Solved: Re: Proc Means - Variable already exists on file

emikea · Posted 03-25-2014 09:36 PM

Hello. I frequently use Proc Means and the following code, which was working, is now giving me the following warning:

NOTE: Variable MARKET_EQUITY_RATIO_PD__StdDev already exists on file DSTATS.MARKET_BLOOMBERG_DAILY_C_D, using MARKET_EQUITY_RATIO_PD__StdDev2 instead.

I have several variables that begin with that prefix (MARKET_EQUITY_RATIO_PD), and each one is giving me this note. However, it is only happening with the STDDEV variables that it is naming automatically. My variables aren't more than 23 characters long (before appending _STDDEV).

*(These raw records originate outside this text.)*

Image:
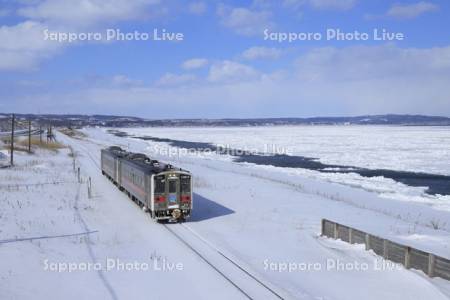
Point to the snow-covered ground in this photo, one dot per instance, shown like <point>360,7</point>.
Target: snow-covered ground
<point>415,149</point>
<point>376,147</point>
<point>262,218</point>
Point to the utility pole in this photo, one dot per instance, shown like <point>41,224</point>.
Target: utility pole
<point>29,136</point>
<point>12,139</point>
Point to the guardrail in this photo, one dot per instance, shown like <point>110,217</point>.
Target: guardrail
<point>411,258</point>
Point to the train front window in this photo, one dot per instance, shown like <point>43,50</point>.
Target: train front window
<point>185,184</point>
<point>160,185</point>
<point>172,186</point>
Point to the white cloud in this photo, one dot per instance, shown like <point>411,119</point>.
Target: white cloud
<point>195,63</point>
<point>244,21</point>
<point>321,4</point>
<point>197,8</point>
<point>373,63</point>
<point>229,71</point>
<point>333,4</point>
<point>122,80</point>
<point>170,79</point>
<point>409,11</point>
<point>324,81</point>
<point>261,53</point>
<point>86,12</point>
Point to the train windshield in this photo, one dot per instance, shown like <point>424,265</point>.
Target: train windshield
<point>160,184</point>
<point>185,184</point>
<point>172,186</point>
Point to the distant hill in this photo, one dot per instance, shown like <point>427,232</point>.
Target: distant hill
<point>124,121</point>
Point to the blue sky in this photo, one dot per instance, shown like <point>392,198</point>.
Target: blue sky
<point>224,67</point>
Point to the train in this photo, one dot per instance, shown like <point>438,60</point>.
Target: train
<point>159,188</point>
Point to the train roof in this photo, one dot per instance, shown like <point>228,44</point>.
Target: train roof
<point>142,161</point>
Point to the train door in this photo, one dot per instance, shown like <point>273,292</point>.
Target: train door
<point>173,192</point>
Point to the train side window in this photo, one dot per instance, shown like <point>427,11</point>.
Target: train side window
<point>160,185</point>
<point>172,186</point>
<point>185,184</point>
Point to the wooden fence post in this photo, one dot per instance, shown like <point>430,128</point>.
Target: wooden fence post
<point>336,230</point>
<point>367,241</point>
<point>431,263</point>
<point>408,257</point>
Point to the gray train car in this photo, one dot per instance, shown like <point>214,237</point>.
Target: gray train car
<point>161,189</point>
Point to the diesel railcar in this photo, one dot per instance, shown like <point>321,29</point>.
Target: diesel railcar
<point>161,189</point>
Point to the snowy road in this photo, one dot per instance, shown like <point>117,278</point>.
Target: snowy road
<point>256,236</point>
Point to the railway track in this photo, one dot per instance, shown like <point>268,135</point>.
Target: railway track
<point>234,273</point>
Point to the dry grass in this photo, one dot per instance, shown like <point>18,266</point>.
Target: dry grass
<point>72,133</point>
<point>22,145</point>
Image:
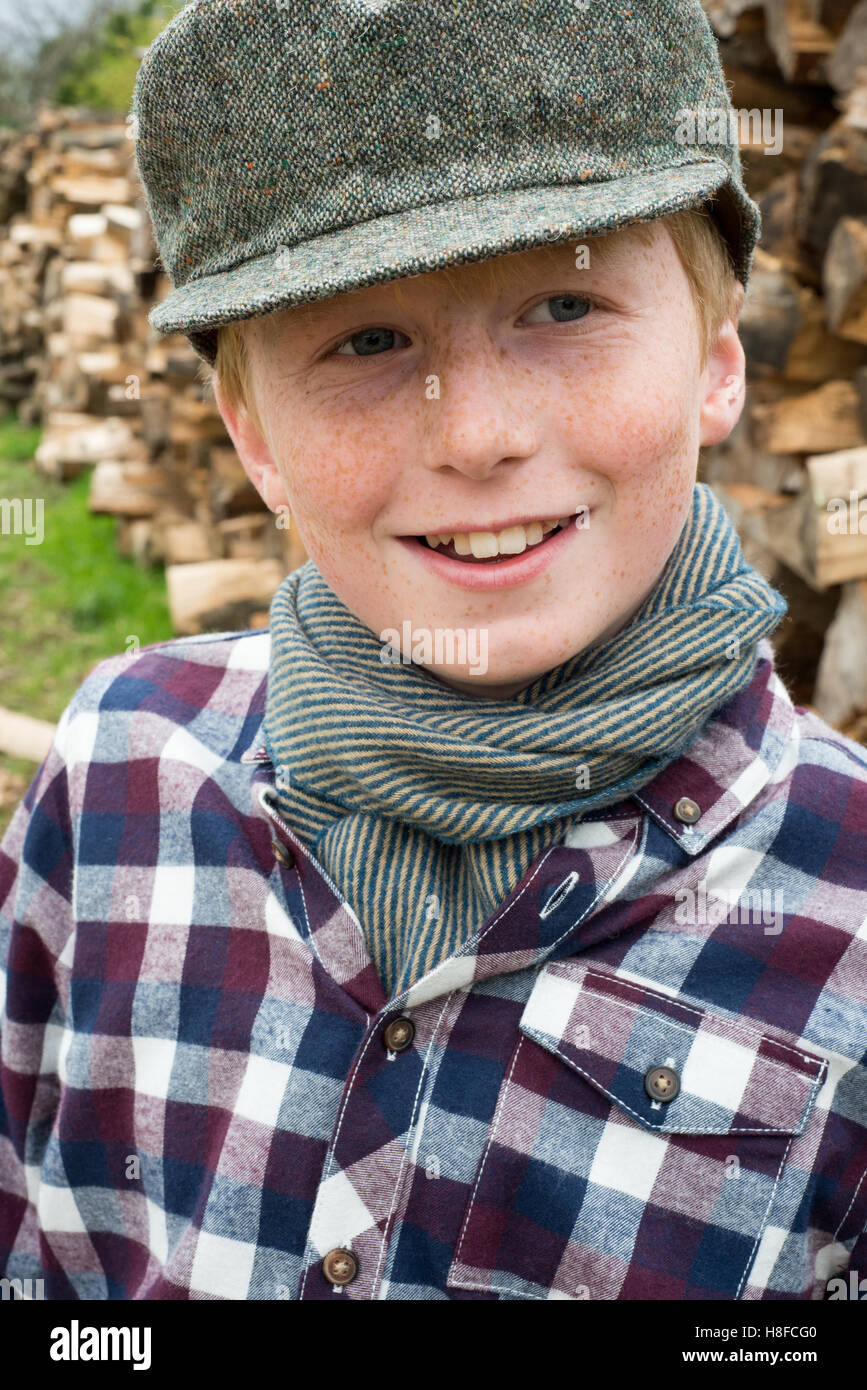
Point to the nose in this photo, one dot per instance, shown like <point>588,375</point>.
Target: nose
<point>478,409</point>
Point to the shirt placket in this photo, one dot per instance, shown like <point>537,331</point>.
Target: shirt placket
<point>378,1127</point>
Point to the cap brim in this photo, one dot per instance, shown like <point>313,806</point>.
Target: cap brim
<point>424,239</point>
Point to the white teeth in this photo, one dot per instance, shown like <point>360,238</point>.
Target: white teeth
<point>485,545</point>
<point>513,540</point>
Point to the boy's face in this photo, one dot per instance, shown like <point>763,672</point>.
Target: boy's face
<point>549,394</point>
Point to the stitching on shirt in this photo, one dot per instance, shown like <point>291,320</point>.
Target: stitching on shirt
<point>763,1223</point>
<point>605,887</point>
<point>406,1155</point>
<point>464,954</point>
<point>705,1129</point>
<point>702,1014</point>
<point>310,933</point>
<point>851,1204</point>
<point>687,1027</point>
<point>316,1222</point>
<point>491,1133</point>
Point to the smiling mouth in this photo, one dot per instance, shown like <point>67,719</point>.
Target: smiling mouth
<point>491,546</point>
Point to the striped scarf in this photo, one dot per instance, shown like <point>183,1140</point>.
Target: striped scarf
<point>425,806</point>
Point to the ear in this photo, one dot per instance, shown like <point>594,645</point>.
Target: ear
<point>723,382</point>
<point>253,451</point>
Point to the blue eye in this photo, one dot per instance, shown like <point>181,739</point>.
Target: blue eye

Any thoughts on what might be causing this problem?

%MACRO CREATE_DISTRIBUTION_DATA(INLIB = , DATASET_NAME = , FIELDS = );

PROC MEANS NOPRINT DATA = &INLIB..&DATASET_NAME.;

CLASS TICKER;

VAR &FIELDS.;

OUTPUT OUT = DSTATS.&DATASET_NAME._D

N(&FIELDS.) =

NMISS(&FIELDS.)=

P50(&FIELDS.)=

MEAN(&FIELDS.)=

P10(&FIELDS.)=

P25(&FIELDS.)=

P75(&FIELDS.)=

P90(&FIELDS.)=

STD(&FIELDS.)=

MAX(&FIELDS.)=

MIN(&FIELDS.)=

/AUTOLABEL AUTONAME;

RUN;

%MEND CREATE_DISTRIBUTION_DATA;

emikea · Posted 03-26-2014 08:15 AM

I found that when I shrunk the name of "Market_Equity_Ratio..." variables to "Mkt_Equity_Ratio...", the code works. Even though the original fields, when appended with _STDDEV, wouldn't be 32 characters long (which I thought was the limit), the fields were getting truncated. Anyway, it works with a shorter field name now. Perhaps there is some overhead when autoname is applied that is reserved for possible duplicate field names (even though I didn't have any in this case).

Thanks for taking a look.

View solution in original post

Reeza · Posted 03-25-2014 10:34 PM

Can you post a proc contents on your original dataset?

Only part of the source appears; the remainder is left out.